Après les Bergers de Bethléem, ce sont les trois Mages qui honorent Notre Seigneur Jésus de leur présence et de leurs présents. Le recensement de la population est terminé, et la sainte famille a trouvé une location en ville, craignant que Marie et le nouveau-né ne soient trop faibles encore pour envisager le voyage de retour jusqu'en Galilée, par des routes montagneuses.

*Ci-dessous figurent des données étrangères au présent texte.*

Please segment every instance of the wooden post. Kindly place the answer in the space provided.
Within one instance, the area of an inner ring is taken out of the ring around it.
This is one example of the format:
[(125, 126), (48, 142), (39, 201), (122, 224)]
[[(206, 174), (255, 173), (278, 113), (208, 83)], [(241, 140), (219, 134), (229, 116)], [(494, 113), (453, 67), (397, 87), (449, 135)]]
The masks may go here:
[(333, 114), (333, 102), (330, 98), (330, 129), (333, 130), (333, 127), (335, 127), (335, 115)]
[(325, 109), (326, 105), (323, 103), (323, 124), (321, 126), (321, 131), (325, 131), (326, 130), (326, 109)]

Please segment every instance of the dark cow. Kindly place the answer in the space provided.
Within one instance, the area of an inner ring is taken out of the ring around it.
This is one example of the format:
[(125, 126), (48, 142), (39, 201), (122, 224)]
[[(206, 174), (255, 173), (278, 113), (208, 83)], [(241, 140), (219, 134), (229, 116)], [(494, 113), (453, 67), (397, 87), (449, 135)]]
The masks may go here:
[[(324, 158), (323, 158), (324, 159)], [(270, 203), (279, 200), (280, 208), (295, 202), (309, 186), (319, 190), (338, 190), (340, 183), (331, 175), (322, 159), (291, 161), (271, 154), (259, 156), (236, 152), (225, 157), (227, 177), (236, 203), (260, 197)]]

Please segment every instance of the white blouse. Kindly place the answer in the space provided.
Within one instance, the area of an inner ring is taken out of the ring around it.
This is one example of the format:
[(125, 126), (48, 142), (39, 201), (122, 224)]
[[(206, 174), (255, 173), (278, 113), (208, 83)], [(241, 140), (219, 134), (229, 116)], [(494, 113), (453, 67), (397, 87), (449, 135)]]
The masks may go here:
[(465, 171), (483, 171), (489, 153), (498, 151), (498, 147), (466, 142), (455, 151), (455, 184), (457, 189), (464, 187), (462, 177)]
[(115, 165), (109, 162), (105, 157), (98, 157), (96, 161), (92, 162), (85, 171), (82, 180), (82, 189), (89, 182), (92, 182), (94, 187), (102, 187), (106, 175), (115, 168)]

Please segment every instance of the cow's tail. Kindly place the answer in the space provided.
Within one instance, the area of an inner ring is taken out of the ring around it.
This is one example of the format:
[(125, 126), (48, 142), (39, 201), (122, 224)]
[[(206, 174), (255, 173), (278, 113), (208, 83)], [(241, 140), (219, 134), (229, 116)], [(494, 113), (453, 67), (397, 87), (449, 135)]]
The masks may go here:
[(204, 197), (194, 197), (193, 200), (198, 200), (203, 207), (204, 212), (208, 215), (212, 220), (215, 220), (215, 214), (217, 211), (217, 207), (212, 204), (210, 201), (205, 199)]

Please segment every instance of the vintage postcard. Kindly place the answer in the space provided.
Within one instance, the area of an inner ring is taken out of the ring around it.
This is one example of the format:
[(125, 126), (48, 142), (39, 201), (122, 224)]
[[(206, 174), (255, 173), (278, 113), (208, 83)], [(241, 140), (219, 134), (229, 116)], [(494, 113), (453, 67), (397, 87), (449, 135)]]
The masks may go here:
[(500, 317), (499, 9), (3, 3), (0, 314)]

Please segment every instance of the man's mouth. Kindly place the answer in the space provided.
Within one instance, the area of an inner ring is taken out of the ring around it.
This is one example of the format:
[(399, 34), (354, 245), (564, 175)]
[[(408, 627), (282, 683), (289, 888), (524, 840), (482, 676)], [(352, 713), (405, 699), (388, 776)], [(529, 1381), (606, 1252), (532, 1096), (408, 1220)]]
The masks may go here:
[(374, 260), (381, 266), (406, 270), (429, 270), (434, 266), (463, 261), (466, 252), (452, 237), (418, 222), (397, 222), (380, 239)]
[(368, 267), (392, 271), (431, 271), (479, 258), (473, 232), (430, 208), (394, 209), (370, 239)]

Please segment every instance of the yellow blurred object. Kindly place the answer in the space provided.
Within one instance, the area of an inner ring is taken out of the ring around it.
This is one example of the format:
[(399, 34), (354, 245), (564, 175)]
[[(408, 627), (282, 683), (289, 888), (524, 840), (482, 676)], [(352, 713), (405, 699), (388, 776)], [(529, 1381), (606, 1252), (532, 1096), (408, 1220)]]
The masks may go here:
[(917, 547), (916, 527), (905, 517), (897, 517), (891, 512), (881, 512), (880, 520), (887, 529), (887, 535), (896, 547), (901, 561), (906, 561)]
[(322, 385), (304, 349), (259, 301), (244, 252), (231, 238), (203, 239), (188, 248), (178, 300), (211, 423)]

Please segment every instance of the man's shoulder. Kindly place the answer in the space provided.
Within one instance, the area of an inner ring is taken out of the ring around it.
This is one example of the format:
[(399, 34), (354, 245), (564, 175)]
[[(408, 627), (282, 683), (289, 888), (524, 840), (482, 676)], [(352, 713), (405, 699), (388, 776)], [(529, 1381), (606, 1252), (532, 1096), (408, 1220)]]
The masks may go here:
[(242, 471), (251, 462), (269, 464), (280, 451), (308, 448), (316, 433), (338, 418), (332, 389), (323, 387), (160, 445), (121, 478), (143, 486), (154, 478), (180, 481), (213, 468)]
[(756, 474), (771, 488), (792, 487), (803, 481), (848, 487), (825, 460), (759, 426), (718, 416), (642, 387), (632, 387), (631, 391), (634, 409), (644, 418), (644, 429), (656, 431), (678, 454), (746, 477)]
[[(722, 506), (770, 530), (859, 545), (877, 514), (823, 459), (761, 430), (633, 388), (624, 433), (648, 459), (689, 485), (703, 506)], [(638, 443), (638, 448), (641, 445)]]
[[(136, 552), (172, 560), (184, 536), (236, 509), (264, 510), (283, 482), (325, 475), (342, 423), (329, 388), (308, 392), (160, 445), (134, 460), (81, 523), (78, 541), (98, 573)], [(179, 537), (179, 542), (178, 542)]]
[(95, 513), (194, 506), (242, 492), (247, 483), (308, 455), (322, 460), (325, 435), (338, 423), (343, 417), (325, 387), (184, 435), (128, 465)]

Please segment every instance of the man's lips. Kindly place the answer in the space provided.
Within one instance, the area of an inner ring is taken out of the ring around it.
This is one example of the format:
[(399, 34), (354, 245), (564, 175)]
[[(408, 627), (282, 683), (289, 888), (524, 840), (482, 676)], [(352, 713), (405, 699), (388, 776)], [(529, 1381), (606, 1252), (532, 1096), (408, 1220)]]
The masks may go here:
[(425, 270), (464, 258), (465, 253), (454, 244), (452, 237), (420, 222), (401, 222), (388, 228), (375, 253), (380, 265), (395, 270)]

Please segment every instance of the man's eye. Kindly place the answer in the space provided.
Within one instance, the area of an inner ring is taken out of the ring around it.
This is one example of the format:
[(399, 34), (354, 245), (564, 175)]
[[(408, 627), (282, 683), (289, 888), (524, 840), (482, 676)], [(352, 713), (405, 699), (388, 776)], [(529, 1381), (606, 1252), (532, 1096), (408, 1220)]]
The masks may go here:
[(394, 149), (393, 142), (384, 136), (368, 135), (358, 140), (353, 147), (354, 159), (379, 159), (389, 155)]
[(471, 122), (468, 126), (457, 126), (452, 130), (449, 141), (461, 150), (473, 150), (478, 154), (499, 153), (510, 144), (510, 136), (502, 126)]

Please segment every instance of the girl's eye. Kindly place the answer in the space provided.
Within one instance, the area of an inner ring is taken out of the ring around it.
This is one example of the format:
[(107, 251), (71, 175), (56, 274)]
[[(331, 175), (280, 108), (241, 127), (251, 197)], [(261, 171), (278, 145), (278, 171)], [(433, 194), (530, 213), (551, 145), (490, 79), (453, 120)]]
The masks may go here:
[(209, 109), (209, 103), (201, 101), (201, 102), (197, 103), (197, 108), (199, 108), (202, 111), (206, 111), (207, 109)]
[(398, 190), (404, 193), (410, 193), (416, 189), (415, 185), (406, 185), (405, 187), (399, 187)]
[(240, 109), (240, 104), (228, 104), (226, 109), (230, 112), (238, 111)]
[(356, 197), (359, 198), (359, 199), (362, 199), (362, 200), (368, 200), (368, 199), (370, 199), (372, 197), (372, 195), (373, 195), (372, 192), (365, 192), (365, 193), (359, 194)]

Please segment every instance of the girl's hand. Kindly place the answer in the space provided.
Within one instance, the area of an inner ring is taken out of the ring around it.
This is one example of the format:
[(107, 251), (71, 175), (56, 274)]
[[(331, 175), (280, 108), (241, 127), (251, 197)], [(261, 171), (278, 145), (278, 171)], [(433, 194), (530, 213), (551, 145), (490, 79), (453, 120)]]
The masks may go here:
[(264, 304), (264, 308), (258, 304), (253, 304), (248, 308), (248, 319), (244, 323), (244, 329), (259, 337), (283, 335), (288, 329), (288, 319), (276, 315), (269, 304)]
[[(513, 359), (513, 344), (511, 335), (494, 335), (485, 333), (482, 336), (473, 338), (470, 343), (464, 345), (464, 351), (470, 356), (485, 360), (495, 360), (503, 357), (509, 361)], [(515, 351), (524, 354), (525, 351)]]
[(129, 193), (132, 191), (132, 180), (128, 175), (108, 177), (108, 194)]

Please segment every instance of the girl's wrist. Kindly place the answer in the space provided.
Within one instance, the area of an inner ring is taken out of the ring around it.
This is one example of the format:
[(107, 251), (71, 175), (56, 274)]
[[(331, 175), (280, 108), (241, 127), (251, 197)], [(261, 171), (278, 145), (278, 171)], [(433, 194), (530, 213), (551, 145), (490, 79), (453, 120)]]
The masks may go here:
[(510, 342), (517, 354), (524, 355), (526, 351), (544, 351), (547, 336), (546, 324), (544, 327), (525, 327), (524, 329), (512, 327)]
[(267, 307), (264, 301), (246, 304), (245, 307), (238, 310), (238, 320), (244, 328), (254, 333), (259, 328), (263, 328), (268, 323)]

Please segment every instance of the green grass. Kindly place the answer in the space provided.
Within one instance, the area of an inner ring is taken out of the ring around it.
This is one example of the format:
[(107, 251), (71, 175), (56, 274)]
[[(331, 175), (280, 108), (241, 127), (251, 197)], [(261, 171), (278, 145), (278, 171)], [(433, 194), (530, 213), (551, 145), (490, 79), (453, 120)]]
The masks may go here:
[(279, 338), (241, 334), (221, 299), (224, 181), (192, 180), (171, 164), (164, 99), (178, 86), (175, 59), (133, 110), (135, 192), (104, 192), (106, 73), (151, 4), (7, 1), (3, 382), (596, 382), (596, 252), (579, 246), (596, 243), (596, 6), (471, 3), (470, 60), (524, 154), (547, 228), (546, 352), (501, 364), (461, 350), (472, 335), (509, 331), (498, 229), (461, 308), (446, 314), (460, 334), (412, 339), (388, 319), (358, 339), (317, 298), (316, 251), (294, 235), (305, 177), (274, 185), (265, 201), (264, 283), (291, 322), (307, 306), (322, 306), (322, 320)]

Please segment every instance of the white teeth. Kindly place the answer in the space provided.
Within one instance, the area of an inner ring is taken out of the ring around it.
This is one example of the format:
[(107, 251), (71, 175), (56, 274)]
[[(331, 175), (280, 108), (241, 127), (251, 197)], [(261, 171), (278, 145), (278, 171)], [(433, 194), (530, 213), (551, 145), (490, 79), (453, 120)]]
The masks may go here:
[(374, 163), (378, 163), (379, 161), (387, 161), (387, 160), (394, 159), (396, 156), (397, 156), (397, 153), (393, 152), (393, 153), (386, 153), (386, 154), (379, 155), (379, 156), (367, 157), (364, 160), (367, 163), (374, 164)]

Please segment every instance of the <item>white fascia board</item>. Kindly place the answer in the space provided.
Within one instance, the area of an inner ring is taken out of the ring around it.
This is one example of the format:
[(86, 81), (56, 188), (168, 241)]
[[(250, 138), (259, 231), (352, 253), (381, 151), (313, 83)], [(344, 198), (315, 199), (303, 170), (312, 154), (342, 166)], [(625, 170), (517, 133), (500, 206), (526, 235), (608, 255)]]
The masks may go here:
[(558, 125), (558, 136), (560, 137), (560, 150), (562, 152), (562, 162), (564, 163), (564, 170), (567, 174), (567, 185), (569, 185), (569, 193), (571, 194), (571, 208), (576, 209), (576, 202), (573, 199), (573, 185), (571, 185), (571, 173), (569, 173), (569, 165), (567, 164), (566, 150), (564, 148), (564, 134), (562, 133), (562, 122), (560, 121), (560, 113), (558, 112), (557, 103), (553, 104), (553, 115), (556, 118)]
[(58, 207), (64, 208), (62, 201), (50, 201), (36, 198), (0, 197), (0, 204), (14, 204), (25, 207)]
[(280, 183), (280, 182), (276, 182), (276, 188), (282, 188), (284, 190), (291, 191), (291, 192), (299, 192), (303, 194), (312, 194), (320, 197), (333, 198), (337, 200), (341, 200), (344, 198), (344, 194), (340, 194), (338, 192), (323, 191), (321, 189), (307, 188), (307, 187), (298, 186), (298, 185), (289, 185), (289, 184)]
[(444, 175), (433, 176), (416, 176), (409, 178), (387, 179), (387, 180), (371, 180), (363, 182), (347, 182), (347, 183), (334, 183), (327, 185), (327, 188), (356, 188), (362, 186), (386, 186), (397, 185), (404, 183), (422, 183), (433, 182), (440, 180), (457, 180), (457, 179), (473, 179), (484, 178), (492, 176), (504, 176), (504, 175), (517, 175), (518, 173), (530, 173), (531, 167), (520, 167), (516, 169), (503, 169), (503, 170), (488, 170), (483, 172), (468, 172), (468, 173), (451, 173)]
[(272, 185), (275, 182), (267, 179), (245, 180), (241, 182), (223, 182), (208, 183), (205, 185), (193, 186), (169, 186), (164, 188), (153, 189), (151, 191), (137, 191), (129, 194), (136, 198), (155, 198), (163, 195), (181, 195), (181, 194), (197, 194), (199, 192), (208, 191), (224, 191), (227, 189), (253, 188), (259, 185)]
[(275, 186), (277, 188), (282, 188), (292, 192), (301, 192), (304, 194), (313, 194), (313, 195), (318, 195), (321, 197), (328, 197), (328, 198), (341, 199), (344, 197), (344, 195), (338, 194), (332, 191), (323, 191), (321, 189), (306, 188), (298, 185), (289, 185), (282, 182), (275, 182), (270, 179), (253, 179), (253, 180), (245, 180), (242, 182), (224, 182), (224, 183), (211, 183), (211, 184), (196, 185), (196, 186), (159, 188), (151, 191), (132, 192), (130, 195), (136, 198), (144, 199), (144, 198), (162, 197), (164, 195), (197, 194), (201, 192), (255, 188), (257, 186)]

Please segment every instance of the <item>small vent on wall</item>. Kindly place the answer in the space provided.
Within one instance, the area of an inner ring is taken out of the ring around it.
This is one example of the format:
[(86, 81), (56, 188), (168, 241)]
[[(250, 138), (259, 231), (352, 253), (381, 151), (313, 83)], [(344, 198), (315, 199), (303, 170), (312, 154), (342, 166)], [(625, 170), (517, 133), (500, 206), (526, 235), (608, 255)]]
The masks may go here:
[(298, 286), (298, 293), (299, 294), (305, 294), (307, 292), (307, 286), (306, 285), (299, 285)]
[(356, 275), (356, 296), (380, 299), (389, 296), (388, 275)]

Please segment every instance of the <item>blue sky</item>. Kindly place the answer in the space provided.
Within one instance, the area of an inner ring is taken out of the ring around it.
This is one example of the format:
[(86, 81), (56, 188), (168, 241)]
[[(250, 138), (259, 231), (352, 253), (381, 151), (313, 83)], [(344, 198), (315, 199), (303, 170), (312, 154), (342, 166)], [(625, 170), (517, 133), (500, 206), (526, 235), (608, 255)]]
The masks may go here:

Qui sont ces Mages ? Mage veut dire : grand. Ce sont des personnages importants, des savants, des astronomes, probablement des prêtres du culte de Zoroastre, ou Zarathoustra, venus de la Perse. Cette religion païenne rendait un culte aux étoiles, prêchait la venue du Royaume de Justice dont le dieu suprême est le grand Roi, et se montrait critique à l'égard des sacrifices d'animaux au titre de la religion du dieu Mazda. Le Zoroastrisme enseigne la connaissance du bien et du mal ; seuls les savants choisissent le bien et ont une bonne conscience, les sots choisissent le mal et se destinent à la pire sorte d'existence. Les prêtres Zoroastriens sont issus de la caste des Mobads, exerçant une grande influence politique dans l'État Perse. Tels sont les visiteurs parvenus à Bethléem en suivant une étoile brillante apparue dans le ciel en l'an 4 précédant l'ère chrétienne, selon les écrits de l'époque, conservés sur des tablettes de bois en Corée du Sud, dans le temple de Haen-Sa. Et ces savants lisaient les écrits des prophètes de l'Ancien Testament. Ils savaient qu'un Roi des Juifs devait venir, miraculeusement né d'une Vierge et annoncé par une étoile exceptionnelle.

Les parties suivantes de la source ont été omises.